In many cases, organizations are still struggling to get the return on investment in their digital analytics that they were originally hoping for or could reasonably expect. Ten years on from when Web analytics started to go mainstream, why is that still the case? If we look at the possible reasons, they tend to lie in the “triumvirate” of technology, people, and processes.
A lot of organizations have access to Web analytics technology and have invested in it heavily over the years. The introduction of free services sparked by Google Analytics over five years ago means that it’s cheap to acquire Web analytics technology. For organizations with more sophisticated requirements such as the ability to integrate Web data with other data sources and systems, the enterprise market satisfies those needs. The technologies have developed significantly over the past few years and provide richer analytics, particularly in the area of behavioral segmentation, than they did a few years ago. There are still areas that are not addressed well by Web analytics technologies; notably the attribution of acquisition channels. And while it’s great that the technology providers are adding additional functionality, particularly in the social media arena, acquisition attribution is an area that it would be great to see some development in as well.
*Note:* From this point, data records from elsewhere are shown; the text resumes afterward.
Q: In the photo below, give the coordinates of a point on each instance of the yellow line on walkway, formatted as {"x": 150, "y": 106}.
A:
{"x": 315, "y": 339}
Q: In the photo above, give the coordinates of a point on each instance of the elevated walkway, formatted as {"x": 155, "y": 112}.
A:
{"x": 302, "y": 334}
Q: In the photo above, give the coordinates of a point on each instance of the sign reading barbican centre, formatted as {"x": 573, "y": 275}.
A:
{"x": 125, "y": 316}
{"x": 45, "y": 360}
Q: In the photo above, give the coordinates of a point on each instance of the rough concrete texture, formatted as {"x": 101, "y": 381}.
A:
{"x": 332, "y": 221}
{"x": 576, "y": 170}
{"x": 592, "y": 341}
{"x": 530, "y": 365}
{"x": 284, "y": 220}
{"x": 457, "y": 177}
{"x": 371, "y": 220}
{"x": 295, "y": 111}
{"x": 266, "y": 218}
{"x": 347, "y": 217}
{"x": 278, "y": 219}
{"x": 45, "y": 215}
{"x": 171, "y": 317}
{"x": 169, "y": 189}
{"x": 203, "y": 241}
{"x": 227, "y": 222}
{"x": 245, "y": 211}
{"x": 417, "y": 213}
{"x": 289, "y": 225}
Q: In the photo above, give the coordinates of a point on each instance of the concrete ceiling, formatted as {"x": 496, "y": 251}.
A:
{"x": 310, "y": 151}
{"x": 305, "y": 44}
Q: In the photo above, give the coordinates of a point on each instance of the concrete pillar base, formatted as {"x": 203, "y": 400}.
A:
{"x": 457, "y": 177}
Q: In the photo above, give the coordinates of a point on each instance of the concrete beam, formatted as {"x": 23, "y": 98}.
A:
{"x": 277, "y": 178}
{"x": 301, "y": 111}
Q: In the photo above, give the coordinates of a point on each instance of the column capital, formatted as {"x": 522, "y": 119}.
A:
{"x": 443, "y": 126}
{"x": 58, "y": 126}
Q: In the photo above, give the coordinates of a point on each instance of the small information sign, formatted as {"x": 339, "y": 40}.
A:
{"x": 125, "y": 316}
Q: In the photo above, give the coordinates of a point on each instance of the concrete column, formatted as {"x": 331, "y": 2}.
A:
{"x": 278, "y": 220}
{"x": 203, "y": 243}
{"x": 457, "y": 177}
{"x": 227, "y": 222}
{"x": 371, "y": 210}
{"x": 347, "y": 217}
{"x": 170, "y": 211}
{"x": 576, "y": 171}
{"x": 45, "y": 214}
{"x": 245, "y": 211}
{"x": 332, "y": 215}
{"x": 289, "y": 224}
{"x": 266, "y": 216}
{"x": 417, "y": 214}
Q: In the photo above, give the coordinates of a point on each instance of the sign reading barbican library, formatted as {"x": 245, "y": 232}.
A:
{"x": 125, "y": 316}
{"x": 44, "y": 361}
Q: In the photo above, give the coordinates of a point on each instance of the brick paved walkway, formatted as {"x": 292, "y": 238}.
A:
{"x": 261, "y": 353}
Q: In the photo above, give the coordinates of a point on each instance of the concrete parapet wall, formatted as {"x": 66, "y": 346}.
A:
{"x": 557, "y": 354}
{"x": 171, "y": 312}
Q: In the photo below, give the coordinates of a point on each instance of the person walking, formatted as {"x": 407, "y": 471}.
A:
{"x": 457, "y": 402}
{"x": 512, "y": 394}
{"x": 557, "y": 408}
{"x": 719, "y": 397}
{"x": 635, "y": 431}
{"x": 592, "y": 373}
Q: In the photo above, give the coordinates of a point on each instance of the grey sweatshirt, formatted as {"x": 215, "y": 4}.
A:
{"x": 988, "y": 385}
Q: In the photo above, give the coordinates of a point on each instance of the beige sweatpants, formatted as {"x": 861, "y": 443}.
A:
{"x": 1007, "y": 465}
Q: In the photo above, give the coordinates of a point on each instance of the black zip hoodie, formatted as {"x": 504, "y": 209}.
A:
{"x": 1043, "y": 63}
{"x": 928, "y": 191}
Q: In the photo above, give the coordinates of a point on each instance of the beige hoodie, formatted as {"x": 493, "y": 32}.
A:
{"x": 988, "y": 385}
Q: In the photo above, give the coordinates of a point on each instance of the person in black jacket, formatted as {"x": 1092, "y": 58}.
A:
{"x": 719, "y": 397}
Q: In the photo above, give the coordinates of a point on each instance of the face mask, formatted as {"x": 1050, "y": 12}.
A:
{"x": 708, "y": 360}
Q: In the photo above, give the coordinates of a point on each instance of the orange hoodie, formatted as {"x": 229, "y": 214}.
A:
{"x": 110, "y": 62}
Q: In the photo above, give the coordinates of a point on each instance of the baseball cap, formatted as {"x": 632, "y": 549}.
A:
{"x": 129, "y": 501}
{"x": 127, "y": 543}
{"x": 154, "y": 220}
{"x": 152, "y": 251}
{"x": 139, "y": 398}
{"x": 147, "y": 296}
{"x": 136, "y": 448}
It wasn’t that long ago that it was generally recognized that organizations were underinvesting in getting enough of the right type of people into their organizations. Avinash Kaushik’s famous 10/90 rule he posted on his blog made the point admirably. We have seen organizations invest more in people more recently and significant Web analytics teams exist in many large advertisers or digital property owners. Investing in people remains a problem naturally for smaller organizations with smaller budgets and resources, but if at least it becomes part of someone’s job, then it signals a degree of commitment.
To some extent, experience and qualifications remain a problem on the people side of things. Web analytics is still a relatively young marketing discipline and even the “veterans” in the industry have less than 15 years or so experience in the field. Again, this is evolving as organizations like the Web Analytics Association continue to develop education and certification programs. This will help to define “what good looks like” when it comes to Web analysts and provide a means of reference for organizations to assess the quality of potential staff and suppliers alike.
So while there are still opportunities for improvement in the areas of technology and people, I think that process remains the Achilles’ heel of Web analytics in most organizations. Process is really about how the technology and people are applied within the organization to make a difference about the way the organization does business. The problem often begins with a lack of process around the setting of goals and objectives so that correct key performance indicators can be set. This is not an analytical process, it’s a business process, and therefore is one that the business as a whole needs to buy into. This process operates at all levels from setting objectives for the channel as a whole, through to setting objectives for product development or down to individual campaigns. It’s the process that sets the analytical agenda within the organization.
Processes then need to exist to maintain the quality of the data that is being collected within the organization. A lot of effort can be spent getting a new technology in or applying an existing technology to a new website, but it’s vital to have processes in place to maintain the integrity of the data. Digital channels are never static, so continual effort is required to ensure that the data being captured reflects the latest developments. This means plugging analytical and measurement processes into the heart of the product development or campaign development processes and seeing data collection as being a core component of those processes rather than an afterthought.
The other important processes required are the ones that embed the data and insight into the decision making process. Optimization is all about “test, learn, and adjust” and the “learn” bit needs to be integral to that process. The challenge here is how to ensure that the analysts and their data are brought into the loop, and the challenge for analysts is to ensure that they can add value to the discussion. Part of the issue here might be about where analytical functions sit within the business and how they interact with their peers and colleagues. There are no easy answers to these organizational questions, but all the investments in technology and people will be undermined without consideration being given the way that the data and insights are capitalized upon.
In many cases, the hard investments in technology and people have been made, but the returns will be realized when the process issues are addressed as well.